The competing arguments include the submissions that such was not the intention of

the parties who were simply responding to the determination of this Court that the

inexorable processes of the Construction Contracts Act should continue, so the

District Court has jurisdiction to continue with the litigation it has commenced.

Moncur Engineering argues the opposite. I see no reason why that issue cannot be

dealt with as a preliminary question in the District Court. It is not directly

raised in the proceedings before this Court and I can see no reason to exercise this Court's

residual authority to determine it.



[17] The next point is as to Concrete Structures' challenge to the adjudicator's inclusion in his determination of interest which Mr Lawson submits does not fall within his jurisdiction. Counsel are agreed that, subject to the earlier point of estoppel, the District Court is competent to give definitive decision which will supersede that of the adjudicator. I am of opinion that they are right in taking that position. It may be noted that s 61(2) expressly provides that in any proceedings to enforce an adjudicator's determination "The Court must have regard to, but is not bound by, the determination." That expression of Parliamentary policy is directed explicitly to proceedings for enforcement, like the original summary judgment proceedings in this case, rather than proceedings to determine the parties' rights

otherwise than via the Construction Contracts Act procedure. But s 26 makes quite

plain that such procedure does not exclude other procedures such as recourse to the

District Court.



[18] The Construction Contracts Act procedure is usefully discussed by the

Hon. Robert Smellie QC in [2004] NZLJ 251. He cited Rupert Morgan Building

Services v Jarvis [2003] EWCA Civ 1563 ; [2004] 1 WLR 1867 (CA) which makes plan that such legislation is essentially a cashflow measure implementing what has been colloquially described as a "quick and dirty" exercise to avoid delays in payment pending definitive

determination of litigation. It is not the purpose of the Act to inhibit due process of

securing by conventional methods a definitive decision. If the adjudicator erred in

any respect including that of ordering interest for which there was no authority, that

can be corrected and the whole of the dispute ironed out by the District Court.
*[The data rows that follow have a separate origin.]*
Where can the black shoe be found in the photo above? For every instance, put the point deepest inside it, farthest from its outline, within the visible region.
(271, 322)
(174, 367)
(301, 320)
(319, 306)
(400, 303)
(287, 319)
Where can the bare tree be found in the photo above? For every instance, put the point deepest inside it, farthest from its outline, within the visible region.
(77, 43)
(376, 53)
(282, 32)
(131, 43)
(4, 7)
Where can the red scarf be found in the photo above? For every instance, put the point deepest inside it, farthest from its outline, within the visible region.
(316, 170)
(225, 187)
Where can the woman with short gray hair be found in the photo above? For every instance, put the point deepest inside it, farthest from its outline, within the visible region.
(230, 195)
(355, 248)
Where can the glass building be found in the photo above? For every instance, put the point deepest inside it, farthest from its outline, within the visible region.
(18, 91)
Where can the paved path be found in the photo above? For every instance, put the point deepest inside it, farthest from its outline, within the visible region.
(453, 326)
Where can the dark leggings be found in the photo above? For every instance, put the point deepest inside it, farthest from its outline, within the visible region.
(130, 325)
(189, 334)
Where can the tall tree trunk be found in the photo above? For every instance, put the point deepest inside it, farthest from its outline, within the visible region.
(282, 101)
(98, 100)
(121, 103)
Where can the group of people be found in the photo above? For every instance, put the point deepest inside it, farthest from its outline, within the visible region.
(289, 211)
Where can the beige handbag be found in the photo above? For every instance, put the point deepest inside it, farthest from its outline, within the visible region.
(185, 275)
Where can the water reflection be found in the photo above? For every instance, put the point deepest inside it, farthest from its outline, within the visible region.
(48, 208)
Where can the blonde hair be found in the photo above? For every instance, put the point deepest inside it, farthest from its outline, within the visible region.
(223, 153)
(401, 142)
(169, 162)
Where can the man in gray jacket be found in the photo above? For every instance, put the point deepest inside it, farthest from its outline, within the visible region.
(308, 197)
Any overpayment can be resolved by that Court's exercise of jurisdiction in relation

to restitution.



[19] In these circumstances I can see no purpose in this Court's proceeding on

Monday to substantive adjudication. I am indeed provisionally of the view that the

High Court proceeding should not be pursued although I do not give judgment to

that effect without formal argument in court of the issues which I have discussed

summarily at telephone conference. But I am sufficiently confident in the foregoing

expression of opinion to see no advantage in retaining Monday's fixture. Instead

that fixture will be vacated and the parties will be left to have their dispute resolved

in the District Court in the event that pending settlement discussions prove




[20] Counsel are agreed that with settlement negotiations pending it is undesirable

that the issue of costs be argued at this stage.



[21] There will be leave to apply for substantive fixture and as to costs.